A recent decision by the U.S. Court of Appeals for the D.C. Circuit has clarified and lowered the threshold of what defines “retaliation” in claims of discrimination. The Court of Appeals held that an agency’s actions can be considered retaliatory if the actions would discourage a reasonable person from making or supporting a discrimination claim. As a result, retaliation does not necessarily need to cause harm to an employee — such as a poor performance appraisal — in order for it to rise to the level of retaliation.
In the case of Mogenhan v. Napolitano (Secretary, Dept. of Homeland Security), No. 08-5457 (D.C. Cir. Jul. 27, 2010), Ms. Mogenhan, a Secret Service employee since 1990, accepted a position as a management analyst after the agency agreed to workplace accommodations for her migraines. In 1991, her migraines grew more frequent and in response, the agency took necessary actions to better accommodate Ms. Mogenham’s disability.
In July 1991, Mogenhan received her first performance appraisal, which she objected to because she had not been previously told the standards for evaluation. Her supervisor agreed, gave her the evaluation criteria and substituted the next six months for appraisal. In January 1992, after the agency began making the health-related accommodations, Mogenhan received a performance appraisal she found unfavorable and believed that the appraisal was due to her accommodation requests. She filed an EEO complaint alleging gender and disability discrimination. Six months later, Mogenhan received a second performance appraisal she found unfavorable and sought EEO counseling for her original complaint.
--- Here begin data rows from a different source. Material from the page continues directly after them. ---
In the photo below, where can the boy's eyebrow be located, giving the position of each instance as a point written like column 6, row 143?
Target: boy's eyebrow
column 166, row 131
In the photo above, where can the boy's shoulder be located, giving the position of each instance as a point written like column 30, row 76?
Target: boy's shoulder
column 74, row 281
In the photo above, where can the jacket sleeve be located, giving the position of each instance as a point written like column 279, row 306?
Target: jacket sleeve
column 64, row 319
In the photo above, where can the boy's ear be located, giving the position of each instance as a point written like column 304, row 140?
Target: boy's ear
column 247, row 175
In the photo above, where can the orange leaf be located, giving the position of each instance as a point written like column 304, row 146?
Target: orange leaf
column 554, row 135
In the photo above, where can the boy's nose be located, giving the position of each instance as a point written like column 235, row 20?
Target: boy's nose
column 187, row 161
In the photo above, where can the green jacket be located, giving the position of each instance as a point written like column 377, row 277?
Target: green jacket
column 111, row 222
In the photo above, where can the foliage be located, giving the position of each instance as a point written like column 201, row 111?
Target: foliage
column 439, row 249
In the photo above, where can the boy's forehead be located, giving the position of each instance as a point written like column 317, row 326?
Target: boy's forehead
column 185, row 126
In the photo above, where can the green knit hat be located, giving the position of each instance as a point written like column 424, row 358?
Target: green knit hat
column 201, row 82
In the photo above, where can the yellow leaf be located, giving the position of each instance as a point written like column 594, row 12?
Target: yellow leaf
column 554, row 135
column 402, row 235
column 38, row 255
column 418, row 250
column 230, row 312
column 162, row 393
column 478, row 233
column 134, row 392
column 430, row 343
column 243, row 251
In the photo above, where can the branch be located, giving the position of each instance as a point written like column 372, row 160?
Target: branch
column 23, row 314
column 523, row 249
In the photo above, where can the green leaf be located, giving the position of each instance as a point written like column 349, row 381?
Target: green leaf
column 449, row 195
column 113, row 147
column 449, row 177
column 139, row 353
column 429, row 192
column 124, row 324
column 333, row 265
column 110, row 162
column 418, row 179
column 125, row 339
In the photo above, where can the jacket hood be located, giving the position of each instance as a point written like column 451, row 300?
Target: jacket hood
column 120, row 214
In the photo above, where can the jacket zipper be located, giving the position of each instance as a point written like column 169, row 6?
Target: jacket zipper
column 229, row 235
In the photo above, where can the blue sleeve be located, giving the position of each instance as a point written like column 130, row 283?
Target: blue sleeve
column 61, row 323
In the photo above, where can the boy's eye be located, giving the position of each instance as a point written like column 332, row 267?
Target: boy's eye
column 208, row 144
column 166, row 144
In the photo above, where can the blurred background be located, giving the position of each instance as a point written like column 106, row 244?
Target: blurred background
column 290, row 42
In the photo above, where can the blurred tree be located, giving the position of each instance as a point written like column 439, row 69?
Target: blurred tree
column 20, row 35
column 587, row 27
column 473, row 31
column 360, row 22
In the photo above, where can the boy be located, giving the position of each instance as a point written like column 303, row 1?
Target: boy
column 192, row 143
Her supervisor responded 20 days later by posting her EEO complaint on the agency’s intranet, where Mogenhan’s fellow employees could and did access it. Further, Mogenhan’s workload was increased to five to six times that of her coworkers. Mogenhan filed suit in District Court in 1998, alleging gender and disability discrimination, creation of a hostile work environment and retaliation in violation of Title VII of the Civil Rights Act of 1964. The District Court later found in favor of the agency on all counts.
On appeal, the Court of Appeals agreed with the District Court’s decision in favor of the agency’s disability accommodations, but did not agree with the District Court’s decision concerning the retaliation claim, stating that the incorrect standard for determining retaliation was utilized. They held that the standard is determined not by whether a “materially adverse consequence” had occurred, but by whether the conduct in question would have discouraged a reasonable person from making or supporting a discrimination claim. In this case, the incidents in question included the publishing of Mogenhan’s complaint on an internal network for all coworkers to view as well as increasing her workload to several times that of her coworkers.
The outcome of this case better clarifies the level of behavior acceptable by an employer after a federal employee makes an initial discrimination claim. An employer does not have to take action against the employee – demotion, poor review, further discriminatory acts, etc. – for the conduct to be considered retaliatory. Any behavior that constitutes intimidation or otherwise discourages an employee from making a claim and seeing it to conclusion may be considered retaliation.
It is important to keep this in mind if and when you file a discrimination claim. Filing a claim does not grant an employer the right to punish you or create a hostile work environment, either directly or indirectly. That said, if you have filed an EEO complaint, it is key to document any changes in your employment status, both blatant and subtle, to show evidence of retaliatory actions in your complaint. Federal employees who file EEO complaints should not be targets for retaliation or further discriminating actions.